Police officials said the honor from the American Society of Crime Lab Directors/Laboratory Accreditation Board was a major milestone for a crucial piece of the department's crime-fighting efforts. Approximately 356 crime labs across the world have received the accreditation, officials said.
"We gathered here today to confirm and legitimize what I already knew -- that we're the finest crime lab in the country," Police Commissioner Leonard D. Hamm told employees at a ceremony at the department's downtown headquarters.
Baltimore's police department is one of four agencies in Maryland whose lab has that distinction, officials said Tuesday at a ceremony at police headquarters in downtown Baltimore.

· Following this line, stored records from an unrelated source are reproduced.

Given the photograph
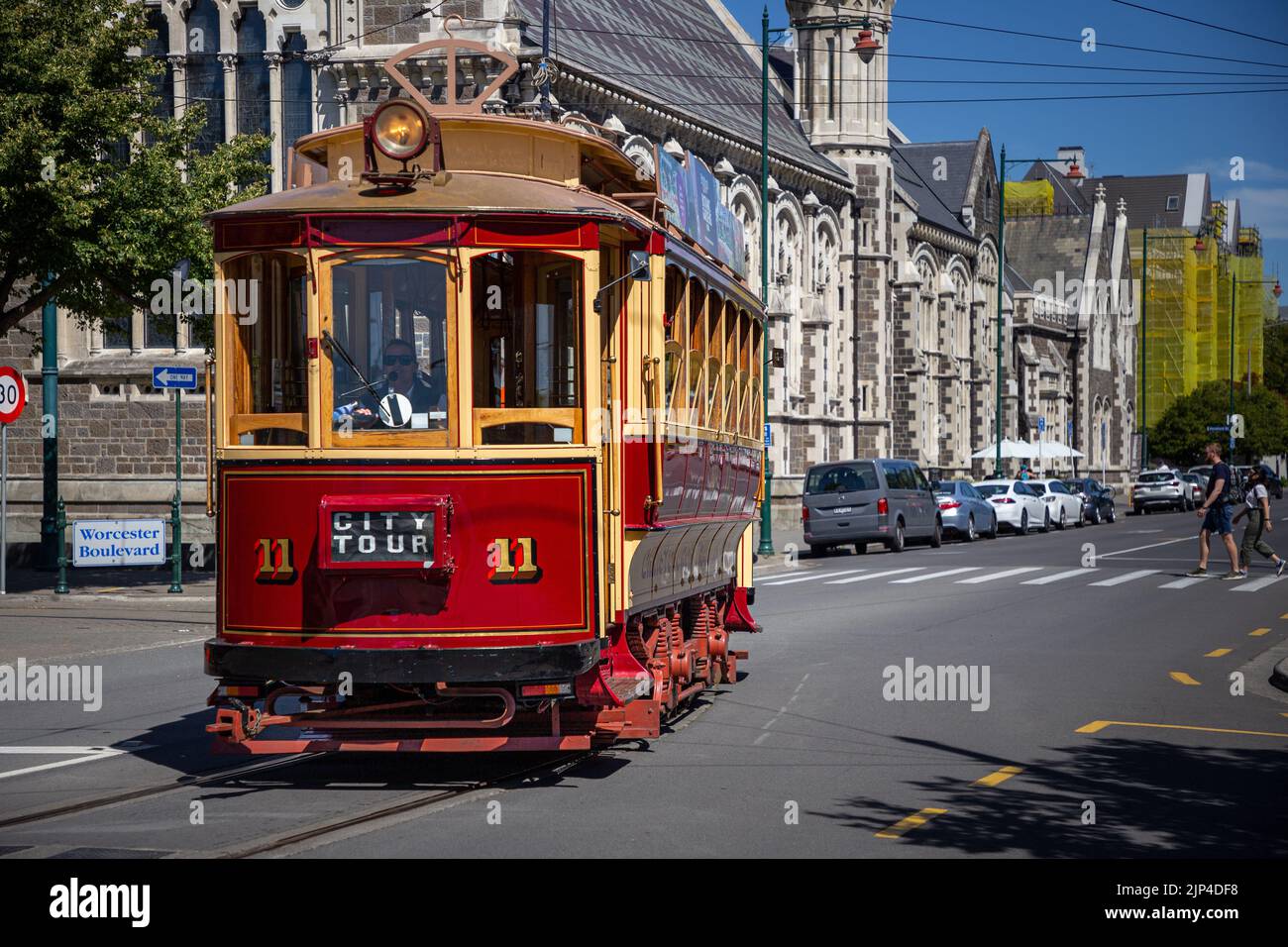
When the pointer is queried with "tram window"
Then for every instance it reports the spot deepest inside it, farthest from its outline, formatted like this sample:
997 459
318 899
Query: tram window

Edgar Koch, the crime lab's director, said in an interview that the lab began seeking to raise its standards more than 10 years ago, and that the process accelerated a few years ago. Since 2000, with the help of federal grants, the lab has been able to expand the number of employees, who have helped cut its backlog of DNA evidence analysis.
In 2001, Koch said the backlog of cases with evidence awaiting DNA testing stood at 5,100. The backlog now is about 400, he said.
The lab's work ranges from DNA and drug analysis to firearms and latent print examinations. The division also includes the department's mobile crime lab technicians, who collect evidence at crime scenes.